Site Reliability Engineer – DevOps – Infrastructure
One of our top Clients int he Human Capital Management space is looking for a SRE Infrastructure automation candidate to join their team.
Our Client offers the vibe of a startup with the resources of a large company, and you’ll have plenty of opportunities to help drive and validate product strategy.
The Technology Stack
- Architecture – API-driven, distributed, service-oriented architecture
- Frontend : React/Redux, Swagger + Backbone/Handlebars/jQuery
- Backend: Java 8, Spring Boot, Solr, Kafka, Zuul
- Build: Jenkins, Docker, Artifactory, Gradle
- Infrastructure: AWS, Consul, Nomad, TerraForm, Vault, Salt, MySQL/RDS
- Quality Assurance: Mabl, Locust/BlazeMeter, python-based API test automation
Things you’ll do
- Work with product engineering teams as well as architects and application platform team and help them build services that scale and perform in a distributed microservice architecture.
- Create metrics which feed into our observability systems and dashboards to give insights for the developers and operations teams.
- Develop internal tools and help solve problems up and down the stack.
- Define alerting thresholds, assist in troubleshooting of application issues and help lead post mortems.
- Build out infrastructure to support these apps by using terraform to spin up aws environments, or creating docker containers to deploy into our schedulers.
- Try to break stuff! Our apps must be battle tested and able to withstand different failure scenarios. Load/stress testing, chaos engineering type experiments, anything to make sure our customers never deal with downtime or failure. We thrive at 99.99% availability.
- Participate in oncall alongside developers and be available to work with our client/customer support teams if necessary.
What we’re looking for
- Designed, deployed, and managed large cloud infrastructures such as AWS, GCE, Azure, etc.
- Solid understanding of managing cloud native application systems.
- Excellent oral and written communication. Ability to convey ideas internally to co-workers as well as externally through meetups and talks.
- Ability to understand distributed software architectures and troubleshoot them from infrastructure through application layers.

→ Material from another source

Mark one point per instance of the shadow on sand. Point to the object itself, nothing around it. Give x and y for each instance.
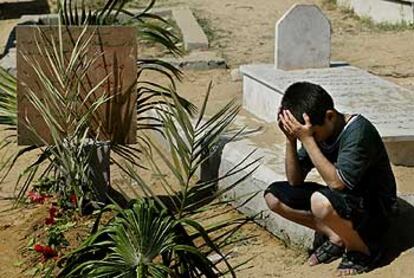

- Experience with containers and how they work internally. Deployment into a production environment using a scheduler like Nomad / Kubernetes / Mesos / ECS a plus.
- Implemented a service discovery system using tools like Consul/Smartstack/EtcD for dynamic environments.
- Ability to write code/scripts using languages such as Python, Go, Ruby.
- Passion for technology and desire to push our tech stack forward.
- Be a team player and work closely with developers and operations.
- Experience with Monitoring, Instrumentation and performance engineering.
Nice to have
- Experience in a “continuous delivery/deployment” environment and supporting tools.
- Worked with API/SPA architectures
- Knowledge of service mesh technologies like Envoy/LinkerD
- Experience with Java and JVM in a production environment.
- Ability to configure and customize monitoring tools (Prometheus, Grafana, New Relic, Graphite, etc)